The next negotiation is going to be high-revenue owners vs. low-revenue owners as much as it will be owners vs. players. You can expect Fehr will make that a focal point of his plan. He is a big believer in revenue sharing, and played a major role in making that a significant part of baseball's CBA.
"At the end of the day, he's fair," Glavine. "You can work with him, you can deal with him, but if you're going in with the mindset that you can pull one over on the players, you're in for a long fight."
That's why, if things go badly, Fehr will not be afraid to point out that the NHL already shut down one season to fix the system, so how many tries does it need?
Hopefully, however, it won't come to that.
"What the hockey fans should know is that they're dealing with someone who realizes the importance of the job and, the job is to get a deal done," Beeston said. "At the same time [his job is] to protect the players, but more importantly to grow the game of hockey. One thing that Don does understand...the more money that is generated by the game, the more money there is for the players."

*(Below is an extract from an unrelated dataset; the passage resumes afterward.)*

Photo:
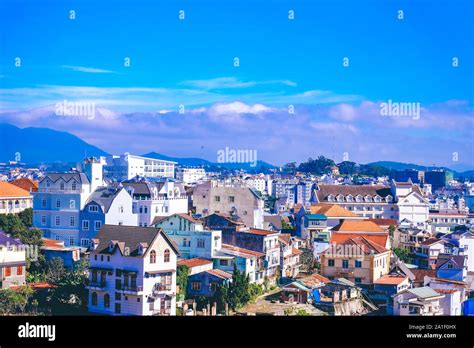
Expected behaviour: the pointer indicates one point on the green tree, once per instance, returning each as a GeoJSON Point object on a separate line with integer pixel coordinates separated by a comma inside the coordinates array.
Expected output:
{"type": "Point", "coordinates": [26, 217]}
{"type": "Point", "coordinates": [182, 275]}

Glavine agrees: "He understands that without a league there aren't any players."
The final word goes to the biggest optimist in the room, Beeston, talking about Fehr and Gary Bettman.
"Their job is to get a deal done. The two of them. Their job is to get a deal done, not to end hockey. That's the same thing I think that Don and commissioner [Bud] Selig decided they were going to have to do after Armageddon almost in 1994."
Most of the time, Beeston is the smartest guy in the room. Let's hope that, once again, he is.